Here’s the short list of what I’ve learned in the past few years:
1. Don’t date outside your social circle. There’s a reason you’re not friends with these people. BELIEVE ME, there’s a reason you’re not friends with these people!!!
2. Don’t date inside your social circle. Unless you’re prepared to find a new social circle and/or are better than I am at pretending everything’s fine.
Here’s what my son said when I told him, for the 732nd time that no, I can’t play his song right now because right now, his song makes me sad:
If you get sad, we’ll hug you in a circle.
Here’s what my daughter said when I asked her to stop asking me why I don’t go to dance lessons anymore:
You stopped spinning in circles when you stopped going to dance lessons. You were happier when you were spinning in circles.
Yeah. . . I was.
For weeks, I’ve been a wreck. Like, irrationally so. I cry at approximately 72% of all songs on the radio. I have been 84% ineffective at my job. I have been 98% worthless at working out. I have zero motivation to do anything productive or helpful. Where I typically feel compelled to fix things, I now roll my eyes and walk away. I am not a pleasant person right now. At all. And, I know it.
Two months ago, I was the polar opposite. I was singing and dancing and loving life more than is really reasonable. My face hurt from smiling and I had to force myself not to skip through my office in glee. I was loving every second of every day of my life and it was probably very, very annoying.

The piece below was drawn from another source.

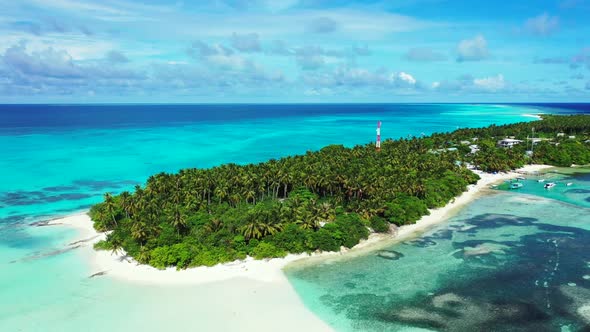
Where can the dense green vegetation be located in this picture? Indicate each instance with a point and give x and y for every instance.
(322, 200)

I’d never really given much thought to the intensity of my emotions. Ever. In my life. Until it was brought to my attention last week by a good friend who started the conversation with, “I’m saying this as a friend, and you can tell me to fuck off if you want and that’s fine”. Seriously, anytime you give me permission to tell you to fuck off, we’re probably in pretty good shape.
It turns out, I emote intensely. When I’m happy, I’m really fucking happy. When I’m sad, I’m really fucking sad. When I’m mad. . . well, God help anyone who gets in my way.
I’m not sure what I’m supposed to do with this information.
What I do know is that I process a lot of those intense emotions by writing, and that’s something I haven’t been doing any of lately. So . . . that being said, I’m back, and I’m all intense and shit. . . so this ought to be fun. Whee!